Cada vez se
hace más evidente que la economía venezolana ha entrado en
un nuevo ciclo caracterizado por la lentitud del crecimiento
y la aceleración de la inflación. La fase de expansión
acelerada está llegando a su final y cada vez más al gasto
público le cuesta impulsar una economía cuya principal
restricción para su crecimiento no es la falta de demanda
sino principalmente restricciones de oferta. Éstas se
manifiestan en una declinación de la inversión privada no
obstante la ausencia de cifras oficiales que evidencien lo
que ya es una realidad visible. Similarmente, está
influyendo en la baja capacidad de generar oferta una
política cambiaria suicida basada equivocadamente en el
abaratamiento del precio del dólar oficial para contribuir a
la disminución de la inflación, cuando tal medida lo que
propicia es la destrucción del plantel productivo nacional
al tiempo que deteriora al sector externo debido al exceso
de importaciones y las salidas de capital que promueve la
expectativa de devaluación futura. Un factor adicional que
en Venezuela se añade para achicar el crecimiento de la
economía tiene que ver con las estatizaciones y la amenaza a
los derechos de propiedad, todo lo cual inhibe la inversión
venezolana que se está trasladando a otras latitudes en
busca de mejor trato y un ambiente más propicio para hacer
negocios.
Las cifras
del BCV hablan suficientemente claro para que todo el mundo
entienda lo que sucede. En el primer semestre de 2007 la
actividad económica (PIB) creció 8,2% en tanto que en el
primer semestre de 2008 esa tasa de crecimiento se redujo a
6,0%, con un peligro rezago de la industria y la
agricultura, justamente los sectores productores de bienes
alimenticios. Por su parte, la inflación que en los
primeros seis meses de 2007 alcanzó 19,3% en el mismo lapso
de 2008 trepó hasta 28,6%, como se aprecia en el gráfico.

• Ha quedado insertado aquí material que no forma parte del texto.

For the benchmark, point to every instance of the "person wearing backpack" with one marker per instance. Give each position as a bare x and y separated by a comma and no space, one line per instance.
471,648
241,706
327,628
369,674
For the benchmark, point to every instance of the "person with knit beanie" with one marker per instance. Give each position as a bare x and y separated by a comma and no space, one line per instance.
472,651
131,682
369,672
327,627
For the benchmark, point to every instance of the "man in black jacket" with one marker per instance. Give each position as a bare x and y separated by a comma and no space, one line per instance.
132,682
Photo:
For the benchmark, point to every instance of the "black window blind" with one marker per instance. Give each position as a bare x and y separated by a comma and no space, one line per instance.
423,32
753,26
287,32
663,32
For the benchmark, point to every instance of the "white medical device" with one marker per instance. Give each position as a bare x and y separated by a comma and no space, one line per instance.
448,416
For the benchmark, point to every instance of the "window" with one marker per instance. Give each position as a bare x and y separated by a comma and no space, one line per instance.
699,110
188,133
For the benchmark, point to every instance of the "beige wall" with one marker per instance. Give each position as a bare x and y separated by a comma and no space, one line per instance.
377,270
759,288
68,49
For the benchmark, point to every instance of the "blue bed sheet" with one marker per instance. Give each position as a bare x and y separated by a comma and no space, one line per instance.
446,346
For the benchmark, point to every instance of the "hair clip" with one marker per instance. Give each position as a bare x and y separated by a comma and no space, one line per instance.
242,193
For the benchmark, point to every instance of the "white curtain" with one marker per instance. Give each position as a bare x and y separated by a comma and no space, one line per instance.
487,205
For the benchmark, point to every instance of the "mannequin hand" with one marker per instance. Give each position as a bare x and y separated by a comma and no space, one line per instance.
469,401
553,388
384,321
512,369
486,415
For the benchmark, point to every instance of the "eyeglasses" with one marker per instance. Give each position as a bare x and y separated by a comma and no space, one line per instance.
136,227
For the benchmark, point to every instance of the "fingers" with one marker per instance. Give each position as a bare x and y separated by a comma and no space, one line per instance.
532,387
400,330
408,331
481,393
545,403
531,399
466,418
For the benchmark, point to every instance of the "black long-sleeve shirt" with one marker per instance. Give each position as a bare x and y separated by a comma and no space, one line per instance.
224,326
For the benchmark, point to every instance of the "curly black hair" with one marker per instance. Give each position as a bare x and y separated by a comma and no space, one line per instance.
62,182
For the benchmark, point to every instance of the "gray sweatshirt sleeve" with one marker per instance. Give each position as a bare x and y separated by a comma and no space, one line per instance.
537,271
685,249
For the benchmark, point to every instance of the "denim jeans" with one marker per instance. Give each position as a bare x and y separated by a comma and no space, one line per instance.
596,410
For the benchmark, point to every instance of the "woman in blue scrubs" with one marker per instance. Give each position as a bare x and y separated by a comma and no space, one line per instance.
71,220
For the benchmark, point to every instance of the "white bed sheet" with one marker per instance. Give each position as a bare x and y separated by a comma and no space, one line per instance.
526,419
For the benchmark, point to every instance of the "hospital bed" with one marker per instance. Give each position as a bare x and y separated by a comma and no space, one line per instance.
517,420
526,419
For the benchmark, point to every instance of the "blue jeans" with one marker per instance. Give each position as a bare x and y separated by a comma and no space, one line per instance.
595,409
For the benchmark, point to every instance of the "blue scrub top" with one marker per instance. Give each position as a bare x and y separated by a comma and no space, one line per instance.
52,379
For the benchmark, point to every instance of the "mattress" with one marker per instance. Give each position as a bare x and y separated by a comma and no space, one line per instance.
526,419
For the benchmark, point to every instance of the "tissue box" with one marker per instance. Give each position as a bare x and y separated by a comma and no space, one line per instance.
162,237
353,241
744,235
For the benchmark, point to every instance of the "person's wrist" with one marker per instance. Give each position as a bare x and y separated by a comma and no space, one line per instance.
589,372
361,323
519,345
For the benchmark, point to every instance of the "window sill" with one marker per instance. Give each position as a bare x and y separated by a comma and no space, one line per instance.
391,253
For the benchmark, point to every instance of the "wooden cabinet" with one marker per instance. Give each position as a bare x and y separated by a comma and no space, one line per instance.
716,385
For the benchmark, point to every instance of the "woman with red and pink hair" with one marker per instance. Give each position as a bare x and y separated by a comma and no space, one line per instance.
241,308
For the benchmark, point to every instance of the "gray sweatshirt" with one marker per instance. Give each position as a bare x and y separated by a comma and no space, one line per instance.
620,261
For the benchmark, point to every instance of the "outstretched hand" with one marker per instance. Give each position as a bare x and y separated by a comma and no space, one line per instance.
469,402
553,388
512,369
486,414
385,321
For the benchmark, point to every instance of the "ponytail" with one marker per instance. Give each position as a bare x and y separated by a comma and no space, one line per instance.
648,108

Acá no hay atenuantes: la economía crece menos con más
inflación: el peor de los mundos. Cuando una economía
comienza a perder el ímpetu del crecimiento por una
conducción errada de la política económica después cuesta
mucho reanudarlo. La historia reciente de Venezuela está
llena de esos episodios de auges petroleros que acabaron en
un fracaso estrepitoso y devaluaciones abruptas de la moneda
cuando se intentó fijar el tipo de cambio de forma
permanente para ilusoriamente reducir la inflación, como fue
manifiesto durante la presidencia de Luis Herrera Campíns
entre 1979 y 1983.
Con el menor
crecimiento ha aparecido una inflación elevada y pertinaz
que no cede y que no ha hecho otra cosa que acumularse en
virtud de los controles de precio y de cambio que lo único
que han hecho es represar el aumento de los precios y crear
distorsiones que al intentar corregirse parcialmente se
expresan en un rebrote de la tasa de inflación. Esta es una
de las lecciones de historia económica no aprendida en
Venezuela: que los controles son un absurdo porque no
contribuyen a bajar la inflación. Claro está, quien aplica
un control de precios y de cambio imaginan que él si lo hará
bien y que los anteriores fallaron por falta de voluntad. La
inflación tiene una fuerza destructiva sobre los salarios,
los ahorros y las pensiones al tiempo que enturbia el
proceso de toma decisiones económicas y por esas razones es
que los bancos centrales hacen esfuerzo para contenerla,
menos el de Venezuela, cuyas autoridades parecieran no
entender ni calibrar adecuadamente el conjunto de políticas
básicas para detener el alza de precios. Es tan precaria la
situación del banco central que uno de sus directores dijo
que entre las medidas que han adoptado para bajar la
inflación se cuenta la disminución de las tasas de interés.
Si esa aceleración de la inflación convive con un
estancamiento o declinación de la economía el cuadro se hace
más peligros todavía porque ello se traduciría en el temido
fenómeno llamado la estanflación.
Es una
lástima que Venezuela no esté aprovechando adecuadamente
estas condiciones excepcionalmente favorables de los precios
del petróleo para modernizar su economía y catapultarla
hacia un sendero de crecimiento estable, diversificado y con
equidad en la distribución del ingreso. Todo lo contrario,
al estatizar la economía y gobernar por decreto, con leyes
primitivas como la que establece el trueque como política de
Estado o la que persigue a las empresas que manufacturan
alimentos, lo que se hace es ahuyentar la inversión y
propiciar la emigración de los trabajadores calificados. El
enorme capitalismo de Estado que está se conformando augura
mal presagio para Venezuela toda vez que ese conglomerado de
empresas públicas se está tragando recursos que podían
destinarse a las inversiones más rentables que puede hacer
un gobierno: la salud y la educación.